Milk polar lipids (MPL) are specifically rich in milk sphingomyelin (MSM) which represents 24% of MPL. Beneficial effects of MPL or MSM have been reported on lipid metabolism, but information on gut physiology is scarce. Here we assessed whether MPL and MSM can impact tight junction expression. Human epithelial intestinal Caco-2/TC7 cells were incubated with mixed lipid micelles devoid of MSM (Control) or with 0.2 or 0.4 mM of MSM via pure MSM or via total MPL. C57Bl/6 mice received 5 or 10 mg of MSM via MSM or via MPL (oral gavage); small intestinal segments were collected after 4 h. Impacts on tight junction and cytokine expressions were assessed by qPCR; IL-8 and IL-8 murine homologs (Cxcl1, Cxcl2) were analyzed. In vitro, MSM increased tight junction expression (Occludin, ZO-1) vs Control, unlike MPL. However, no differences were observed in permeability assays (FITC-dextran, Lucifer yellow). MSM increased the secretion and gene expression of IL-8 but not of other inflammatory cytokines. Moreover, cell incubation with IL-8 induced an overexpression of tight junction proteins. In mice, mRNA level of Cxcl1 and Cxcl2 in the ileum were increased after gavage with MSM vs NaCl but not with MPL. Altogether, these results suggest a specific action of MSM on intestinal tight junction expression, possibly mediated by IL-8. Our study provides clues to shed light on the beneficial effects of MPL on intestinal functions and supports the need for further mechanistic exploration of the direct vs indirect effects of MSM and IL-8 on the gut barrier.
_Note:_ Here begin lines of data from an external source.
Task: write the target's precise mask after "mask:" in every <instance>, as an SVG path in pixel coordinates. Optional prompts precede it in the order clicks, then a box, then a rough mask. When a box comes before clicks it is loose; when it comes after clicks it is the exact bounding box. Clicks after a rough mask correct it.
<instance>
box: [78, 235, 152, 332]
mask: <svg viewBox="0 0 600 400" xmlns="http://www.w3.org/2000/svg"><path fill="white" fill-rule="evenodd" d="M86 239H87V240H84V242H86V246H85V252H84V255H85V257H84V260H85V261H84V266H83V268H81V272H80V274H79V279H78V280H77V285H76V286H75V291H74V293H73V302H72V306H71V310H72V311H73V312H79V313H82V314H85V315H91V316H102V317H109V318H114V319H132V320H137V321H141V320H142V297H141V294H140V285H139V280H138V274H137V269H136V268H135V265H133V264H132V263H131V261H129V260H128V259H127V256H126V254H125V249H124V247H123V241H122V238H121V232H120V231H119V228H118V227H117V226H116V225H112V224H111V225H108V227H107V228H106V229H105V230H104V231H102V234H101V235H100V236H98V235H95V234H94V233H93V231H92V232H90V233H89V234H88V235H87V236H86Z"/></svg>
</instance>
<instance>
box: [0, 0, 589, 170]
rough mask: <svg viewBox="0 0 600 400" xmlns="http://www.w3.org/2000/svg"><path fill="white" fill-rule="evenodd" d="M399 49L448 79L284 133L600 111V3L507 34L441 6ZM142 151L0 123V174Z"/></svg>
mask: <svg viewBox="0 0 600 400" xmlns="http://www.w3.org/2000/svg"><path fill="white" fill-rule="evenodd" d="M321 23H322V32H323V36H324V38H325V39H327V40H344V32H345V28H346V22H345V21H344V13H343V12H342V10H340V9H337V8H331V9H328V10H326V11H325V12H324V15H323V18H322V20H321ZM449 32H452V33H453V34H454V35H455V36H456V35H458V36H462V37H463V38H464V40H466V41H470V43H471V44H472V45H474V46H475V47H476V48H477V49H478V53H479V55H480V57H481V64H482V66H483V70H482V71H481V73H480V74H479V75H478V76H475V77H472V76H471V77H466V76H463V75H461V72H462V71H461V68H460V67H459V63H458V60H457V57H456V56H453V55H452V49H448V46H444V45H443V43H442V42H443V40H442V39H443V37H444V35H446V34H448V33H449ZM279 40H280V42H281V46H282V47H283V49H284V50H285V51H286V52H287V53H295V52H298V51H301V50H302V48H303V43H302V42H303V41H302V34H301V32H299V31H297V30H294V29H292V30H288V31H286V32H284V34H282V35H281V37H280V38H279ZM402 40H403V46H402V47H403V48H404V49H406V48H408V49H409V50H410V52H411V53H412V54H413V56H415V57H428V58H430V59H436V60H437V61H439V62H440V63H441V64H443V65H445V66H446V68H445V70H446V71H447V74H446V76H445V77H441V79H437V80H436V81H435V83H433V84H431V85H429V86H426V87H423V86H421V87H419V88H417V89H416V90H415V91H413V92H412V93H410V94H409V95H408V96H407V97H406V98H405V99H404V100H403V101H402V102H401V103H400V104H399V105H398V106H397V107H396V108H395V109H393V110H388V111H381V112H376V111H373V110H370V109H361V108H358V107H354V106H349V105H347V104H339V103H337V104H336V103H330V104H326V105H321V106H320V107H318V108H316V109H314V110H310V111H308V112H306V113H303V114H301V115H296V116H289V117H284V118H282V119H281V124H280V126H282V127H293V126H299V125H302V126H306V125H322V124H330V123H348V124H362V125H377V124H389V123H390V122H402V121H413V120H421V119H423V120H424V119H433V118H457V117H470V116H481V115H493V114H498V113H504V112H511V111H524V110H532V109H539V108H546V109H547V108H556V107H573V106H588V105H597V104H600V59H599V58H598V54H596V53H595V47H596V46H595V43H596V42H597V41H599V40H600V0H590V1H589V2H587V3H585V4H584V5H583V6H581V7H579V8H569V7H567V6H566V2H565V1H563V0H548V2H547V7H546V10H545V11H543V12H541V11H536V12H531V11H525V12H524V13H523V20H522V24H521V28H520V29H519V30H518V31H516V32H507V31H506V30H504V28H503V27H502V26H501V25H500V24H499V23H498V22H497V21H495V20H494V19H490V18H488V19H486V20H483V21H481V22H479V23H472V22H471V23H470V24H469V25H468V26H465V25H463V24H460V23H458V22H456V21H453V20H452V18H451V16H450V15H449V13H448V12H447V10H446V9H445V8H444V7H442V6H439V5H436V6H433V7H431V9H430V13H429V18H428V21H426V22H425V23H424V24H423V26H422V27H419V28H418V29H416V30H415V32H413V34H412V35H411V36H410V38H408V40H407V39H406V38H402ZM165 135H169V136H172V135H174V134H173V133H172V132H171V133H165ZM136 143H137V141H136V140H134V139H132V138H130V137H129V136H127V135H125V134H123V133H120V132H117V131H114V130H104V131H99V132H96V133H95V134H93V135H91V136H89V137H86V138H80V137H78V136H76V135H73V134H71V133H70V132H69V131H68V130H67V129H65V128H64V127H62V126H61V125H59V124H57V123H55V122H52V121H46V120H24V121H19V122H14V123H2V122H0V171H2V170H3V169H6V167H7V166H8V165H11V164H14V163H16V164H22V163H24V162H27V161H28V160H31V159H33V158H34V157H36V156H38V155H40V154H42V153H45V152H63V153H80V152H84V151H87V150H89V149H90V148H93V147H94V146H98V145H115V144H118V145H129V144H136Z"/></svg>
Milk Polar Lipids in a High-Fat Diet Can Prevent Body Weight Gain: Modulated Abundance of Gut Bacteria in Relation with Fecal Loss of Specific Fatty Acids.

SCOPE: Enhanced adiposity and metabolic inflammation are major features of obesity associated with altered gut microbiota and intestinal barrier. How these metabolic outcomes can be impacted by milk polar lipids (MPL), naturally containing 25% of sphingomyelin, is investigated in mice fed a mixed high-fat (HF) diet . METHODS AND RESULTS: Male C57Bl/6 mice receive a HF-diet devoid of MPL (21% fat, mainly palm oil, in chow), or supplemented with 1.1% or 1.6% of MPL (HF-MPL1; HF-MPL2) via a total-lipid extract from butterserum concentrate for 8 weeks. HF-MPL2 mice gain less weight versus HF (p < 0.01). Diets do not impact plasma markers of inflammation but in the liver, HF-MPL2 tends to decrease hepatic gene expression of macrophage marker F4/80 versus HF-MPL1 (p = 0.06). Colonic crypt depth is the maximum in HF-MPL2 (p < 0.05). In cecal microbiota, HF-MPL1 increases Bifidobacterium animalis versus HF (p < 0.05). HF-MPL2 decreases Lactobacillus reuteri (p < 0.05), which correlates negatively with the fecal loss of milk sphingomyelin-specific fatty acids (p < 0.05). CONCLUSION: In mice fed a mixed HF diet, MPL can limit HF-induced body weight gain and modulate gut physiology and the abundance in microbiota of bacteria of metabolic interest. This supports further exploration of how residual unabsorbed lipids reaching the colon can impact HF-induced metabolic disorders.